I've been driving this afternoon and this evening, listening to James Taylor. The two CD set is simply called James Taylor (Live), a performance from, unbelievably, 1993, though I think, maybe, we bought it later than that. Old favorites include Sweet Baby James, Millworker, Country Road, Fire and Rain, Walking Man, Riding on a Railroad, Something in the Way She Moves, Up on the Roof, Don't Let Me Be Lonely Tonight, Carolina in My Mind, and You've Got a Friend. The titles alone evoke emotions in me, since I hear the melodies and hear James Taylor's voice, as I say them or read them. The songs are playing in my mind right now.
The first time I heard it, Something in the Way She Moves was new to me. I was riveted and delighted, and it became an instant favorite, because it is beautiful, and because it reminded me of a book I'd substantially written, yes, yet another novel-in-progress, (and this one does not involve Billie Joe in any way). There is a wild man, traumatized, and by choice and circumstance shunned and alone, and a young woman who brings him back to himself, first, through the sound of her voice. The story is set in the nebulous middle ages, a setting which would "firm up" in revision. She is in flight from an onerous situation, with a companion who is killed by an enemy. The "wild man" is charged to bring her back to her home, but she is the one who metaphorically rescues him. They grow to depend upon one another, and she becomes enamored.
Yes, it is partly a romance, but only in that, I realize, among other themes, my stories always involve connection and the redeeming power of relationships. But I don't write to theme, and I don't plan. I start with a first sentence and I see where it carries me. Sometimes it's a short story, and sometimes a novel. The story shapes itself. Poetry is a different mind set. It begins with introspection, and I sometimes succeed at defining my emotions with imagery, and when I don't, it's a melody of words. A few of these poems I've posted on my blog are exercise, like my attempt at a villanelle, or my random observations, but others are expressions of who I am.

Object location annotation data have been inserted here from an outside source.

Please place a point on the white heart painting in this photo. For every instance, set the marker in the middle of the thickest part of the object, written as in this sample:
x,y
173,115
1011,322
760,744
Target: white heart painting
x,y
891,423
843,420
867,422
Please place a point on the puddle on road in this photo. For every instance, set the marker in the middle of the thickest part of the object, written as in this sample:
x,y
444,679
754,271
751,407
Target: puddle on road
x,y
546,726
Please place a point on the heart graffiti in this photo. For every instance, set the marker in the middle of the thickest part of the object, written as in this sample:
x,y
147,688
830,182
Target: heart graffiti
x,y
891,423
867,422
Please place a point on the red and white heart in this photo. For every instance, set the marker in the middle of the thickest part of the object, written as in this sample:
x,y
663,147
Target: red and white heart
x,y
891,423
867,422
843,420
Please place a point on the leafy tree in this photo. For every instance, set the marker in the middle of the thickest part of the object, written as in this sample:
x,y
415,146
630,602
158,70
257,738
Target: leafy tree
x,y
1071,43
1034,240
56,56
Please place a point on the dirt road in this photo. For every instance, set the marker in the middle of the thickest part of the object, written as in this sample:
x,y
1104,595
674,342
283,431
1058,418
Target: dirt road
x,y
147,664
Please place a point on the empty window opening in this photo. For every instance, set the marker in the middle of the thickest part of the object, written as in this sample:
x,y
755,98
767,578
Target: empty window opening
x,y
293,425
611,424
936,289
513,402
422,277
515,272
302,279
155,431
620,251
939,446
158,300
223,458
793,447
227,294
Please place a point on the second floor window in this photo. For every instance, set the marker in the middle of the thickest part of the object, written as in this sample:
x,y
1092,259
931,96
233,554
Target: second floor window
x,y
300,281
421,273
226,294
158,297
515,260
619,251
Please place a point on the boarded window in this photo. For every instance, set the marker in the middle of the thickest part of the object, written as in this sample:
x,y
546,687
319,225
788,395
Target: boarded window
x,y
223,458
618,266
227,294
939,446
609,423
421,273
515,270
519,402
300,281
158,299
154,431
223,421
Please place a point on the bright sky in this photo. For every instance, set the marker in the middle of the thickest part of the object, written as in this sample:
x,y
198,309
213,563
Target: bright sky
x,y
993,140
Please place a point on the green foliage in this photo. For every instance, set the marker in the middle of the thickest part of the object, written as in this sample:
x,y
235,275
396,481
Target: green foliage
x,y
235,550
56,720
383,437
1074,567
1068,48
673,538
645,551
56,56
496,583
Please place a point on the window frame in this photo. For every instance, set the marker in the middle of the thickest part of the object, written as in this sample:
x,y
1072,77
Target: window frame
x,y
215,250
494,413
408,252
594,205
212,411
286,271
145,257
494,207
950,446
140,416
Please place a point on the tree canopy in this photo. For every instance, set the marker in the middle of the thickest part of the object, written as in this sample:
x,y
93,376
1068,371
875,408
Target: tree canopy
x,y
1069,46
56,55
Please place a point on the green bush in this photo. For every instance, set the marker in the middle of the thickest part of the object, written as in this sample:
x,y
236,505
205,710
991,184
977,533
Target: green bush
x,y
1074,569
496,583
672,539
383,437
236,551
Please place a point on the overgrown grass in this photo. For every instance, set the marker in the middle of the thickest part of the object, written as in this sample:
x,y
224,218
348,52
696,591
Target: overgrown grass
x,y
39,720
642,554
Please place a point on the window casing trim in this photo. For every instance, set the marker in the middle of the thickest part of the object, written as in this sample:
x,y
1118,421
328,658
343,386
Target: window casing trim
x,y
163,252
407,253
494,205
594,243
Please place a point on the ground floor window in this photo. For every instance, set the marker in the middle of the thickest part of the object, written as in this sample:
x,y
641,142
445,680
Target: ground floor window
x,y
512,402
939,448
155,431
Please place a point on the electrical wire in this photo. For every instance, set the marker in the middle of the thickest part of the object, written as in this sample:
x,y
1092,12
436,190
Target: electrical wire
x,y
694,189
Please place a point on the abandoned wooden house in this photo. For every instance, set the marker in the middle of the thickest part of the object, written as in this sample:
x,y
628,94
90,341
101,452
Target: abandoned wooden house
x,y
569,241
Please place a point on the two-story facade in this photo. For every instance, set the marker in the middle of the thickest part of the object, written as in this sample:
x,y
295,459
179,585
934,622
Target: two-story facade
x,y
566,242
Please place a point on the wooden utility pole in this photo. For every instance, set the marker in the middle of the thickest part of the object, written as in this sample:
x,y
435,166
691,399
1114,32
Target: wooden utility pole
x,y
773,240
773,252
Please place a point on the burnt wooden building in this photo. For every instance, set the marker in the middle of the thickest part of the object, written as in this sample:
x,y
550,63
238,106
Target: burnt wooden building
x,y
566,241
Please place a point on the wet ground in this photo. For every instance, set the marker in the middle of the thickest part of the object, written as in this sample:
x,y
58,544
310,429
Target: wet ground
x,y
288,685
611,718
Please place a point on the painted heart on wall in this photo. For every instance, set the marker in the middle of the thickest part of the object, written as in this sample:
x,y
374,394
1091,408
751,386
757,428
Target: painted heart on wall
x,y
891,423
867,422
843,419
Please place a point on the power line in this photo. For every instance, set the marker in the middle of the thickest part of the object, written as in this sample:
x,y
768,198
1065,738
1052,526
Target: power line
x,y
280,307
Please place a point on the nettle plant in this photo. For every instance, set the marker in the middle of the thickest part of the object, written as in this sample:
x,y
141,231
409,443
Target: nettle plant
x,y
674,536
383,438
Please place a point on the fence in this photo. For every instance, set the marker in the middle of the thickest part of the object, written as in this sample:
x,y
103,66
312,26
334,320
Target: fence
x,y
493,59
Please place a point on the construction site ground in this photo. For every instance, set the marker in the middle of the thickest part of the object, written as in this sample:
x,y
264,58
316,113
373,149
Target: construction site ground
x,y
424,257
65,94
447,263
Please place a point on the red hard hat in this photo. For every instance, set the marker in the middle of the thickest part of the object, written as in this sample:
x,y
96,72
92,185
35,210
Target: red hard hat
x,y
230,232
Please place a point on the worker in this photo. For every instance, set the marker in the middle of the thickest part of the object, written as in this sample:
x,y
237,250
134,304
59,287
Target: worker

When I drive in a car on a long trip alone, I sing with the singer of the songs. I can't sing with James Taylor! I don't know what it is. I sing with Billie Joe Armstrong. I sing with the lead singer for Three Days Grace, whatever his name is. I sing with The Beatles, or the Shins, or John Denver, or Bob Dylan, and even with John Ondrasik's Five for Fighting, who sings in a very high pitch. I can't sing with James, not very well. His voice is not high, but the key he sings in, requires me to sing in too high a register, except, when I am singing Fire and Rain, or You've Got a Friend (doing Carole King's higher pitched part, where it seems natural), or Something in the Way She Moves. That's okay. I'm good to listen, the guitar work alone, and the songs that are poetry.